Warga juga mulai memang spanduk penolakan harga di beberapa sudut di daerah Madyopuro. Spanduk itu berisi tuntutan warga yang ingin disampaikan pada tim peninjau harga.
Meski mayoritas masih menolak, sebanyak 44 Kepala Keluarga (KK) sudah menerima ganti-rugi. Sekadar untuk diketahui, total KK terdampak sekitar 130-an.
Menurut Endi, kabanyakan mereka yang menerima karena khawatir dengan ancaman bahwa masalah ganti-rugi akan dibawa ke pengadilan. Padahal, nominal yang didapat warga tidak sebanding dengan nasib mereka yang kehilangan tempat tinggal.
“Mereka rata-rata tidak bisa membeli rumah baru di daerah Madyopuro dengan uang ganti rugi yang mereka dapat. Harga tanah di sekitar sana sekarang sudah naik tinggi. Apalagi, daerah sana juga sudah sudah padat. Keinginan untuk memiliki tempat tinggal di sekitar sana semakin kecil. Padahal, tanah yang mau digusur itu tanah kami pribadi. Bukan tanah negara atau pemerintah,” tambah Endi.
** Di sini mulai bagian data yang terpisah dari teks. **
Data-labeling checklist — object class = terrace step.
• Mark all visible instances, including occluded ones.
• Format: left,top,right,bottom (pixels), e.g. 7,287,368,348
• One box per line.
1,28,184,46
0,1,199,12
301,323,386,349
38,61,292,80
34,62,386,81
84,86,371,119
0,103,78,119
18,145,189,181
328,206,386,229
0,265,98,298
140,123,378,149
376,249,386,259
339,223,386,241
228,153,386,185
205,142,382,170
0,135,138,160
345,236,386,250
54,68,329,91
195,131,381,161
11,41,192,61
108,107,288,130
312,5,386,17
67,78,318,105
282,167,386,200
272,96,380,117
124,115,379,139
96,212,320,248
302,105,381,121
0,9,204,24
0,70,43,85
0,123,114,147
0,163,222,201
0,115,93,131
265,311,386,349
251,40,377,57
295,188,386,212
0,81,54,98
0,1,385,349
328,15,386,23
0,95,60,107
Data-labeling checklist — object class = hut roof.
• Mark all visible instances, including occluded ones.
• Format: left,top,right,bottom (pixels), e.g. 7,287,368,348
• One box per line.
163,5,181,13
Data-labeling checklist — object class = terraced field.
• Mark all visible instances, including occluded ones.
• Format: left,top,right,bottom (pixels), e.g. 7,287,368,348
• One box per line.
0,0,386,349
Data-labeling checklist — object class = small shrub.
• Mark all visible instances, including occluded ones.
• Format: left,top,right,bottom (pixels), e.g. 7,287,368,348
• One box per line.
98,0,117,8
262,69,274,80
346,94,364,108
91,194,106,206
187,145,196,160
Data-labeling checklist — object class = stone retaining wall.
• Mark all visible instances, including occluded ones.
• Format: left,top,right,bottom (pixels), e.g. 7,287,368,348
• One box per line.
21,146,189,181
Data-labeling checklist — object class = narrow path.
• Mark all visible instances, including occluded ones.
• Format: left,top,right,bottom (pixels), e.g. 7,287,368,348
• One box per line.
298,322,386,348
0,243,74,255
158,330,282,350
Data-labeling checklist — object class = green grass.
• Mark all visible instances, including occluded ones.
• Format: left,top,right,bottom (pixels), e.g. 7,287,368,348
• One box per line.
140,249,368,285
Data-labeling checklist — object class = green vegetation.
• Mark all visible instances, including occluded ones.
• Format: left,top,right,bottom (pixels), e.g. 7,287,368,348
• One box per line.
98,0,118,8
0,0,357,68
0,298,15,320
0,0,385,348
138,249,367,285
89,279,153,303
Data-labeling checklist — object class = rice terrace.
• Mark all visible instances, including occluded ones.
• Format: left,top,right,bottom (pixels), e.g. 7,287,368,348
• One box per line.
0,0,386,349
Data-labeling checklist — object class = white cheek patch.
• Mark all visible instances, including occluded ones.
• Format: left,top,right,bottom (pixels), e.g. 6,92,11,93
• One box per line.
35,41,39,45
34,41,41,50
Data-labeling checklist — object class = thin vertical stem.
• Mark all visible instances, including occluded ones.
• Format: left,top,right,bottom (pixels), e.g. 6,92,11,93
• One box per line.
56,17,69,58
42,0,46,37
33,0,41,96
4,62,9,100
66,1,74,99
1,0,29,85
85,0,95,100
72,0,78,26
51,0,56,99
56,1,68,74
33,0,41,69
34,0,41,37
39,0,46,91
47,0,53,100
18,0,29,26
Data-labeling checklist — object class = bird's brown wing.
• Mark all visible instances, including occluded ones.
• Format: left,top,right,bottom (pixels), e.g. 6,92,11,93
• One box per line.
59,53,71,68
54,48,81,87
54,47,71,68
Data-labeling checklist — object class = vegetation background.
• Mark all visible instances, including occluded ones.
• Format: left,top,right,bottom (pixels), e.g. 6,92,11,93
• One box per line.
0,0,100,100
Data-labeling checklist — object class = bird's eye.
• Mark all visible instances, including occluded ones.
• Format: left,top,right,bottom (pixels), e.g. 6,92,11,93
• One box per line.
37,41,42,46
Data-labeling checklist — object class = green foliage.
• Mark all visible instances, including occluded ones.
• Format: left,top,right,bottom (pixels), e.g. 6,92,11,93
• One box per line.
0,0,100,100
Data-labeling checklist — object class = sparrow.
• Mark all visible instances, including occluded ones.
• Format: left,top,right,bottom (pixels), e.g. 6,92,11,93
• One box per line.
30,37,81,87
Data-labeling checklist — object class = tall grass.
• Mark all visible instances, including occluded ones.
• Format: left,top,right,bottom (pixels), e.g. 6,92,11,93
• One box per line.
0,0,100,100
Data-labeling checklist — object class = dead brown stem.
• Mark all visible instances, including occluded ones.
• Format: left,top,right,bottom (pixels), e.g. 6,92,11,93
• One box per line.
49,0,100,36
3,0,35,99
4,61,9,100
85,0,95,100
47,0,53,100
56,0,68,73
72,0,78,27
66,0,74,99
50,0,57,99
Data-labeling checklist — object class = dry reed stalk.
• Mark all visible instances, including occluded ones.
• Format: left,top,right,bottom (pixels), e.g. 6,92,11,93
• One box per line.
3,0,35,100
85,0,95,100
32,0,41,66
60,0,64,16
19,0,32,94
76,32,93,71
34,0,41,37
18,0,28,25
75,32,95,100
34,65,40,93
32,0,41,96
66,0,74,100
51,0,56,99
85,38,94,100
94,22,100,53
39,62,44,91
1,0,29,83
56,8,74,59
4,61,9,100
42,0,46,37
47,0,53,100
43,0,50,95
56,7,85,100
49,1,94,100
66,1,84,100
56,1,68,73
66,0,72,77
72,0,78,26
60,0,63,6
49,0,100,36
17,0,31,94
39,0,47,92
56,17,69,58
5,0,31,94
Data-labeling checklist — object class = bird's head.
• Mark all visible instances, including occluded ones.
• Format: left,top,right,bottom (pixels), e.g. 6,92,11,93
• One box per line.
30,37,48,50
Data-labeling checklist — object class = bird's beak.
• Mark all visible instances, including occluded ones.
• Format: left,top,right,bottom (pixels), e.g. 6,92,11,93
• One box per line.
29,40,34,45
Ketua Komisi C DPRD Kota Malang, Bambang Soemarto menjelaskan, pemerintah perlu turun tangan terkait masalah ini. Satuan Kerja Perangkat Daerah terkait harus menengahi agar masalah penetapan harga.
“Selama ini Pemkot belum turun tangan. Biar tidak berlarut-larut, mereka harus ikut jadi penengah. Mungkin masalah perhitungan aset bisa meminta BPKAD (Badan Pengelola Keuangan dan Aset Daerah),"ujarnya.